Therapeutic cannabis may well be the fastest growing retail category of the decade. Enter Surterra, a U.S. company that last November launched the first of what promises to be an extensive chain of stores selling medical marijuana products to sandwich-generation caregivers and their baby-boomer elders looking for relief from such maladies as cancer, Parkinson’s and ALS.
Toronto’s figure3 developed Surterra’s inaugural retail outlet, slotted into a 218-square-metre space in a strip mall in Tampa, Florida. Before any of the actual drafting took place, the firm’s researchers employed a generative design process that studied the clientele’s needs and subconscious assumptions in depth. They soon discovered that they had to shed some preconceptions of their own.
“Before going into this project,” says design and research strategy lead Tyler Gilchrist, “we knew we had to get far away from the shady history of illicit drug use. We pictured the new look as a sort of cosmetics environment in a sterile pharmaceutical setting.”

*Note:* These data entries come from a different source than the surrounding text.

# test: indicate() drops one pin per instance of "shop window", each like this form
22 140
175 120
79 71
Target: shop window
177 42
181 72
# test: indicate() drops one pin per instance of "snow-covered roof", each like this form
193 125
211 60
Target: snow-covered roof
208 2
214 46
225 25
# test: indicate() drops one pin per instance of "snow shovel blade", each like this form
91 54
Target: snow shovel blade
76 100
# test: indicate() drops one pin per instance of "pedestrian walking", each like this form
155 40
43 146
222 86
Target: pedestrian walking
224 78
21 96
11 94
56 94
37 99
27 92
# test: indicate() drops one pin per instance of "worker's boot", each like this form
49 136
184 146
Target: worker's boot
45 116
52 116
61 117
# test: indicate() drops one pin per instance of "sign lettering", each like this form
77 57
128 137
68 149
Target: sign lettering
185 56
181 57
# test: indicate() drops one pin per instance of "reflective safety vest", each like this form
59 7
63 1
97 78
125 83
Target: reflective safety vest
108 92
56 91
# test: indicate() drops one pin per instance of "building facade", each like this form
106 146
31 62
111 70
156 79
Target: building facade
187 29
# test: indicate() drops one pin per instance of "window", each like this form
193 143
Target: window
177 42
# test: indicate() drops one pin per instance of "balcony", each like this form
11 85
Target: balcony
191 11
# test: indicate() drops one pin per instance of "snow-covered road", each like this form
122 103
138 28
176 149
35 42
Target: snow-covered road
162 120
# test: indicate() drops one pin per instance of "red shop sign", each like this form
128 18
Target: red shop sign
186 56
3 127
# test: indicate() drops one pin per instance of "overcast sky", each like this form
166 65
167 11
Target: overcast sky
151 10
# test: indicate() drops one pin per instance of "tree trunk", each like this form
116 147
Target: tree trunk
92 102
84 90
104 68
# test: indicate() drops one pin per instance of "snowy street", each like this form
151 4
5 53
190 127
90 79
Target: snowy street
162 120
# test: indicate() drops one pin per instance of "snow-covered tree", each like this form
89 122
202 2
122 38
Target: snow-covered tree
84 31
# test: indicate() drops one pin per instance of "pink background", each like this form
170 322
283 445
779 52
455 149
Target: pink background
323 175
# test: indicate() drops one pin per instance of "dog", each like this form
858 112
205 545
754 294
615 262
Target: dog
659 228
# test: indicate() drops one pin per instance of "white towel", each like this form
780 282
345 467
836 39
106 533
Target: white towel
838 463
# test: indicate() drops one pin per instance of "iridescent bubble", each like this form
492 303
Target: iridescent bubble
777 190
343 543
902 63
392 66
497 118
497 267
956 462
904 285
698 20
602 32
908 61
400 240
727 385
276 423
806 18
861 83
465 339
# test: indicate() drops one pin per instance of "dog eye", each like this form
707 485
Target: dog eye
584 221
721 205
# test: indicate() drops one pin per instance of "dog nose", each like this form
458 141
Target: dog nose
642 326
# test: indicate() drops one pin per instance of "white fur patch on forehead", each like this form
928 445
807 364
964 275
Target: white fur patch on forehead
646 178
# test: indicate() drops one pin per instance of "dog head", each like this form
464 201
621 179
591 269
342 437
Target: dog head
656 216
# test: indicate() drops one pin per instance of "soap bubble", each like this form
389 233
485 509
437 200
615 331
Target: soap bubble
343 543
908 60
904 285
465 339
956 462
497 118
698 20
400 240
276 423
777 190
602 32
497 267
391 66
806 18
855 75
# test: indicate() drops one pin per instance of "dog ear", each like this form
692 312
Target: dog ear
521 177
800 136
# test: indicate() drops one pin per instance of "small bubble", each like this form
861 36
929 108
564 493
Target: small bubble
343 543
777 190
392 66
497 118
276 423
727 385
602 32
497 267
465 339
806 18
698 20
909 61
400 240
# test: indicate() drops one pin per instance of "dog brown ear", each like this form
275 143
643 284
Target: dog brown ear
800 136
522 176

But the science vibe turned out to be all wrong too. People want to have their issues dealt with by someone caring and compassionate, not to be talked down to by a person in a white lab coat. So figure3 latched onto more positive metaphors – ones that centre on the family home, nature and personal connection.
Vice president of retail design Marjorie Mackenzie was in charge of translating these frames of reference into reality. “We wanted the company to own the mental model of food, home, and the nostalgic warmth they contain. Since family connections are often centred around meal preparation, we built a kitchen-island sales counter. And on the left is what we call ‘the garden.’”
The merchandise – mainly lotions, tinctures and patches – is housed in the trelliswork that, along with grass-green carpeting and soft, recessed lighting, helps define the garden. Other natural colours such as slate and sky-blue (provided by laminates and a wall covering from Carnegie) predominate in the “kitchen” and in the more private consulting areas of the “dining room” and “den” beyond.
The space’s seating – cushioned, curvilinear forms of various heights and a mishmash of wooden chairs around a dining table – is intended to trigger positive associations and a sense of ease. These elements all contribute to figure3’s informed design, what Gilchrist calls “leveraging cognitive science to understand how people experience space.”